LLC Vs S Corp
Learn The Difference Between LLCs and S Corps, And How Making The Right Decision Can Save You Thousands
In case you already don't know it an LLC is also called a limited liability company. These types of business entities can be very flexible and useful for people looking to own their own business. S Corp stands for Subchapter S, the term used for a corporation that is validly formed under subsection S of the first chapter of the internal revenue service code of federal regulations. Knowing about these entities and how they are different can be of great assistance to people who are looking to form legal entities for business purposes.

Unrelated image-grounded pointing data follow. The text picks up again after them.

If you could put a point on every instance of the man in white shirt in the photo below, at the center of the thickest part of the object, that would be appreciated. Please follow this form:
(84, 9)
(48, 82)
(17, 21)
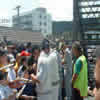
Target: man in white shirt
(43, 77)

Starting a new business can be a daunting and difficult task, especially if it is your first business. Most business owners know they should be using some kind of business entity to assist them in the operation of their business and shielding their personal assets, but which one is the best one? Two very popular entities used in business today are the LLC and S corp, even though they are very similar, they do have some major differences, and picking the right one can save a lot of headaches down the road. So which one is the best one? That depends on your situation, so we have spelled out some similarities and differences below so that you have more information to make your decision. There are of course very technical and varied answers to this question, but we would like to provide a simple over view for people that gets straight to the point for most business owners.
How They Are The Same
These legal entities are very similar in the advantages they provide business owners. One advantage that these entities can provide is that they may shield personal assets from debt, lawsuits, and other liabilities that may arise from the operation of the corporation. What this means for most business owners is that they cannot be held personally responsible for the debts of the company keeping their personal finances separate from their corporate operations. Another reason why these two entities are very popular is because they are both known as pass through entities. One problem that some business owners can experience when owning a company is known as double taxation. This means that when the company makes money it is taxed, but then when the business owner pays themselves income from the business, it could be taxed again as personal income. Most people are not eager to pay taxes twice. That is why these are two of the most popular entities, they enjoy tax status known as single taxation, meaning that gains can be passed through to the owner as distributions or dividends and only be taxed once.
How They Are Different
There are differences between LLCs and Subchapter S corporations. An LLC is extremely flexible on who can be an owner and how income and dividends can be distributed. A limited liability corporation can also be owned by another business entity such as another corporation. For ease of use and flexibility an LLC can be an excellent choice. Subchapter S corporations by comparison have more restrictions. They must follow the same rules other corporations have, such as having the same record keeping obligations and voting requirements other companies have. S corps are also limited in how many people can be shareholders and how income is disbursed, severely limiting the way money can be paid out to shareholders. So why would anyone choose an S corporation over an LLC with the extra requirements and restrictions? In the right business situation the owner of a Subchapter S corporation can choose to have some funds distributed so that they can minimize FICA and other self-employment taxes. LLCs and other types of corporations are usually forced to pay these self-employment taxes which can be as high as 15.3%. Being able to legally avoid this taxation can make the extra work worth while in using a subchapter S corporation.